Gig review: ERIC JOHNSON – Shepherd’s Bush Empire, London, 3 April 2013

An Eric Johnson gig is a bit like stumbling on a secret society. He surreptitiously slunk on to the Empire stage to fill the venue with a rush of notes and an array of magical tones to restore the faith of his disciples, before leaving almost as quietly as he’d arrived.

The demographics of his crowd encouragingly suggested that he’s got a new generation of fans drawn in by his intricately woven guitar shapes. And much like Eric, they seemed impervious to the cavernous surroundings curiously at odds with music that demands intimacy.

Indeed, from the moment the sound crew missed half of Johnson’s brief introduction, to his subsequent hurried announcements, it was obvious this was going to be an evening when the guitarist was going to let this axe do the talking. And so it proved, as Eric delighted us with beautiful ascending woven solos and a velvet touch and tone over some tightly compressed interplay with his road hardened trio.

On several occasions he suckered us in with an aching tone and an understated dynamic, before suddenly taking off with an angular solo and a change of tempo, with little regard for what had gone before.

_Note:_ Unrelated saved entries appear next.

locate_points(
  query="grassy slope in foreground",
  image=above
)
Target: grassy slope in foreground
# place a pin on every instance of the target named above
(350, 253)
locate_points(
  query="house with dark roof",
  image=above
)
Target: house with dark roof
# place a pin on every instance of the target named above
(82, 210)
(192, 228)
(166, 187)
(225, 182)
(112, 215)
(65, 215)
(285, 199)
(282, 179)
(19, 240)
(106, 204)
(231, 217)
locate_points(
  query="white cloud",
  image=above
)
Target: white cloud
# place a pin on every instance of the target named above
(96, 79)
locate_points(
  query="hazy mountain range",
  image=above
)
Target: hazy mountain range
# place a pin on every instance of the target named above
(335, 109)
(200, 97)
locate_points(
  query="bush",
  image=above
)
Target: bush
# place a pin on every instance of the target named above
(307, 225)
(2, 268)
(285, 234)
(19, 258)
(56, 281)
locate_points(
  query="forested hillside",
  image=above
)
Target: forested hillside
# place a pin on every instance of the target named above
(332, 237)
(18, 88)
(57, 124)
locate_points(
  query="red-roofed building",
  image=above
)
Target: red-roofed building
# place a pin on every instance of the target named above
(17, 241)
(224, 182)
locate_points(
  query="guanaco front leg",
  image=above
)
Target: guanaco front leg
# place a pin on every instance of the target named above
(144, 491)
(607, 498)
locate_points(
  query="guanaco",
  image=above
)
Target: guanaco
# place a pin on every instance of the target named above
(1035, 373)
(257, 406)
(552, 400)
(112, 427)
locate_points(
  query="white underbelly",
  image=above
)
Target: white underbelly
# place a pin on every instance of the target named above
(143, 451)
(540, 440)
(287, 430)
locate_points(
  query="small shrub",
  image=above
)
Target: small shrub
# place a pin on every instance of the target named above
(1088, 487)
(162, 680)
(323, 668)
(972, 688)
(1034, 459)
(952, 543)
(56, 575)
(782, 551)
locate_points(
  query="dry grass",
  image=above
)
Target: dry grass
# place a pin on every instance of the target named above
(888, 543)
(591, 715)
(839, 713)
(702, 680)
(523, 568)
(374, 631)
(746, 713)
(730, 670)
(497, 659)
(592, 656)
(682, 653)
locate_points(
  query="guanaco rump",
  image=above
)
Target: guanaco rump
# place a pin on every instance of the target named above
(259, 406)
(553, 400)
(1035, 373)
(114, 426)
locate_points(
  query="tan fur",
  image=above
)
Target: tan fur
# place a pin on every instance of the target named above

Johnson is a guitarist who immerses himself in the moment. His spider web noodling on ‘Battles We Have Won’ was a mixture of staggering technique and focus, but rather than break the tension and connect with his crowd, he was happy to let the fusiony piece float rather than evolve. At times he almost teetered on the brink of being crushed by the weight of expectation. Perhaps he was just lost in the moment, fleetingly detached from the arrangement, as his unfettered and exhilarating solos incrementally sought out new levels of intensity.

 

‘Zenland’ was full of restless dynamics and sudden spirals of notes, played with a weepy tone and carved with cut-glass precision over a rock solid rhythmic support. The autobiographical ‘Austin’ and the welcome balledic space of ‘FourMileTown’ provided his most accessible, melodic and meditative moments.

At this point, the show could have done with an anecdote or anything to break the tension, but as ever Eric let his guitar do the talking on the fluid fusion of ‘Fat Daddy’, full of stop-start dynamics, lightning runs and a vaguely eastern tone. Better still, was the jammed out version of ‘Last House On The Block,’ which opened with a heavier riff and featured some spacey phrasing, delicate harmonics, and a Hawaiian tone. Eric seemed truly in his element, mixing exciting improvisation and a dazzling technique with a Technicolor flash of guitar tones.

We could probably have done without the drum solo on the bebop feel of ‘Mr. JC’, and though the band did swing, the way they clustered together had the curious effect of almost shrinking their stage presence.

‘Manhattan’ provided a more relaxed jazzy arrangement with a Wes Montgomery meets Lee Ritenour feel, on a number well suited to Eric’s instinctive explorations.

‘When The Sun Meets The Sky’ was a plateau of rippling tones and sudden ascending bursts of notes, while he opted to crouch down in front of his giant speaker stacks to squeeze every last tonal possibility from Hendrix’s ‘Are You Experienced’.

He reprised the Celtic feel of his best known ‘Cliffs of Dover’ and all too soon it was over, except that he turned to throw a handful of plectrums into the crowd in probably his most animated moment of the night.